Step 7: Review and Launch
The wizard generates a complete bash script. Copy it and run in your terminal or notebook. The script covers:
- Environment setup (
pip install) - Data preparation commands
- Fine-tuning code (library-specific)
- Quantization commands
- Inference server launch
- Docker packaging (if selected)
- Kubernetes YAML (if selected)
- VibeCody connection command
Example: Fine-Tune a Code Assistant on Colab (Free)
Complete walkthrough using the free Colab T4 GPU:
# In VibeCody CLI — prepare data
vibecli
> /train dataset from-codebase --format chatml --output train.jsonl
> /train dataset validate --file train.jsonl
> /wizard # Copy the generated script
Paste this into a Google Colab notebook:
# Cell 1: Setup
!pip install unsloth transformers datasets accelerate bitsandbytes
import torch
print(f'GPU: {torch.cuda.get_device_name(0)}')

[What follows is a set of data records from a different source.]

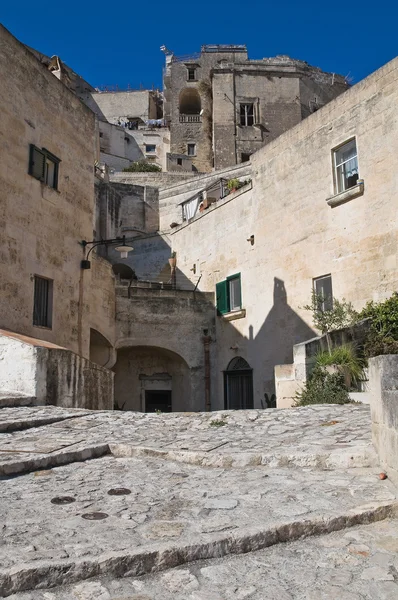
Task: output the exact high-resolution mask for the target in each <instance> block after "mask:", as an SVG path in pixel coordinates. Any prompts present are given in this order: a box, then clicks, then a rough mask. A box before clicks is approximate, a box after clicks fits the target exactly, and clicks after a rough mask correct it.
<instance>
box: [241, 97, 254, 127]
mask: <svg viewBox="0 0 398 600" xmlns="http://www.w3.org/2000/svg"><path fill="white" fill-rule="evenodd" d="M240 124H241V125H242V127H250V126H251V125H253V124H254V104H253V103H250V104H241V105H240Z"/></svg>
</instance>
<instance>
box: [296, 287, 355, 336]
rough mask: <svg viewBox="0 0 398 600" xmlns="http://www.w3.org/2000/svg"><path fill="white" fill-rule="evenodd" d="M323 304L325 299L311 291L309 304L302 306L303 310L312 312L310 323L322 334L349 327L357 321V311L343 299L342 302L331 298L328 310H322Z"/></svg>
mask: <svg viewBox="0 0 398 600" xmlns="http://www.w3.org/2000/svg"><path fill="white" fill-rule="evenodd" d="M324 302H325V298H324V297H323V296H322V295H320V294H316V292H315V291H314V290H313V291H312V295H311V304H306V305H305V306H303V308H304V309H305V310H309V311H310V312H312V321H313V323H314V325H315V327H316V328H317V329H319V330H320V331H321V332H322V333H329V332H330V331H333V330H334V329H344V328H345V327H351V326H352V325H353V324H354V323H355V322H357V321H358V313H357V311H356V310H355V309H354V307H353V305H352V304H351V302H347V301H346V300H345V298H343V299H342V300H338V299H337V298H333V308H331V309H330V310H324V309H323V305H324Z"/></svg>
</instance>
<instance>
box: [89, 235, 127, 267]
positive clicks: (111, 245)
mask: <svg viewBox="0 0 398 600" xmlns="http://www.w3.org/2000/svg"><path fill="white" fill-rule="evenodd" d="M79 243H80V244H81V245H82V246H83V248H85V247H86V246H91V248H90V250H89V251H88V252H87V256H86V258H85V260H82V261H81V263H80V267H81V268H82V269H90V267H91V263H90V261H89V260H88V257H89V256H90V252H91V251H92V250H94V248H96V247H97V246H113V244H120V245H119V246H115V250H116V251H117V252H120V258H127V256H128V253H129V252H131V251H132V250H134V248H133V246H128V245H127V244H126V236H125V235H124V236H123V237H121V238H113V239H111V240H93V241H92V242H86V240H83V241H81V242H79Z"/></svg>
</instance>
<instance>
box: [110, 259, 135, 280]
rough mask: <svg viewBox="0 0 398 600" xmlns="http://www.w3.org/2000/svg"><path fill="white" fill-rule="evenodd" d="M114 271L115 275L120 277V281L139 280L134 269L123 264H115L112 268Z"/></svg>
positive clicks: (113, 270) (112, 270) (118, 263)
mask: <svg viewBox="0 0 398 600" xmlns="http://www.w3.org/2000/svg"><path fill="white" fill-rule="evenodd" d="M112 271H113V272H114V273H115V275H117V276H119V277H120V279H129V280H131V279H137V277H136V275H135V273H134V271H133V269H132V268H131V267H129V266H128V265H126V264H123V263H115V264H114V265H113V266H112Z"/></svg>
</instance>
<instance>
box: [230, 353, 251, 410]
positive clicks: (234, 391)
mask: <svg viewBox="0 0 398 600" xmlns="http://www.w3.org/2000/svg"><path fill="white" fill-rule="evenodd" d="M224 400H225V403H224V405H225V408H226V409H228V410H239V409H250V408H253V369H252V368H251V367H250V365H249V363H248V362H247V361H246V360H245V359H244V358H242V357H241V356H236V357H235V358H233V359H232V360H231V361H230V362H229V364H228V367H227V369H226V370H225V371H224Z"/></svg>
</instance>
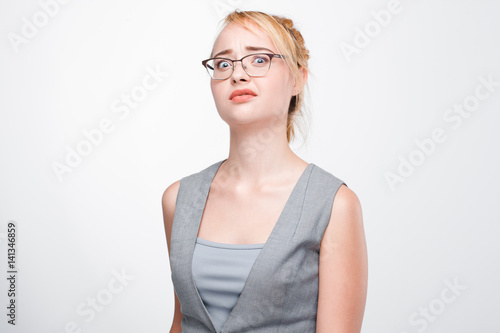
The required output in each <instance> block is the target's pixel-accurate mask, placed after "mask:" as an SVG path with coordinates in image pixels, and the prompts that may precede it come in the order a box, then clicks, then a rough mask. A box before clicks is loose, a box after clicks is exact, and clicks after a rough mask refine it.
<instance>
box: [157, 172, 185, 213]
mask: <svg viewBox="0 0 500 333" xmlns="http://www.w3.org/2000/svg"><path fill="white" fill-rule="evenodd" d="M180 185H181V180H180V179H179V180H177V181H175V182H173V183H172V184H170V185H169V186H168V187H167V188H166V189H165V191H164V192H163V195H162V198H161V202H162V206H163V207H164V208H167V209H168V210H171V209H172V208H175V203H176V201H177V193H178V192H179V187H180Z"/></svg>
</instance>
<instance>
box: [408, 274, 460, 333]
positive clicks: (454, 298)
mask: <svg viewBox="0 0 500 333" xmlns="http://www.w3.org/2000/svg"><path fill="white" fill-rule="evenodd" d="M444 284H445V287H444V288H443V289H441V292H440V293H439V296H437V297H435V298H433V299H432V300H430V301H429V302H428V303H426V304H425V305H424V306H421V307H419V308H418V310H417V311H415V312H413V313H412V314H411V315H410V316H409V318H408V323H409V324H410V326H411V327H412V329H411V331H401V332H400V333H413V332H418V333H422V332H425V330H427V328H428V327H429V326H430V324H432V323H434V322H435V321H436V320H437V319H438V317H439V316H440V315H441V314H443V313H444V312H445V311H446V309H448V307H449V306H450V305H451V304H452V303H454V302H455V301H456V300H457V299H458V297H459V296H460V295H462V292H463V291H464V290H466V289H467V286H466V285H463V284H461V283H460V282H459V281H458V278H455V279H454V280H453V282H450V281H449V280H448V279H446V280H444Z"/></svg>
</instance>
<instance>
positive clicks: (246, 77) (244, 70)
mask: <svg viewBox="0 0 500 333" xmlns="http://www.w3.org/2000/svg"><path fill="white" fill-rule="evenodd" d="M238 63H239V65H240V66H237V64H238ZM233 66H234V68H233V73H232V74H231V80H233V81H234V82H236V81H238V80H248V79H249V78H250V76H249V75H248V74H247V72H245V70H244V68H243V63H242V62H241V61H234V62H233ZM238 67H240V68H238Z"/></svg>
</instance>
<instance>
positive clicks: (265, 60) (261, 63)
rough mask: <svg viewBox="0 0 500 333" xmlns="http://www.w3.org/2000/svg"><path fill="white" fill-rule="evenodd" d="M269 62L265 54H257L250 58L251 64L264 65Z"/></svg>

# Cell 2: Load and prepare model
from unsloth import FastLanguageModel
model, tokenizer = FastLanguageModel.from_pretrained(
"meta-llama/Llama-3.1-8B-Instruct",
max_seq_length=2048,
load_in_4bit=True
)
model = FastLanguageModel.get_peft_model(model, r=16, lora_alpha=16)
# Cell 3: Train
from trl import SFTTrainer
from transformers import TrainingArguments
from datasets import load_dataset
# Upload train.jsonl to Colab first
dataset = load_dataset('json', data_files='train.jsonl')
trainer = SFTTrainer(
model=model, tokenizer=tokenizer,
train_dataset=dataset['train'],
args=TrainingArguments(
output_dir='./output',
per_device_train_batch_size=4,
num_train_epochs=3,
learning_rate=2e-4,
)
)
trainer.train()
# Cell 4: Save
model.save_pretrained('./output')
tokenizer.save_pretrained('./output')
# Cell 5: Quantize to GGUF (download llama.cpp converter)
!pip install llama-cpp-python
# Export and download the GGUF file
Then deploy locally:
# Create Ollama model from GGUF
ollama create my-code-assistant -f Modelfile
# Use in VibeCody
vibecli --provider ollama --model my-code-assistant
> /chat Explain this codebase to me
VibeUI Model Wizard
For the full interactive experience, open the Model Wizard tab in VibeUI’s AI panel. It provides:
- Visual step-by-step form with option cards
- Auto-calculated VRAM requirements
- Library-specific code generation
- One-click script copy
- Config summary at each step
The AI/ML Workflow tab provides the big-picture view of the full pipeline with 5 end-to-end example workflows.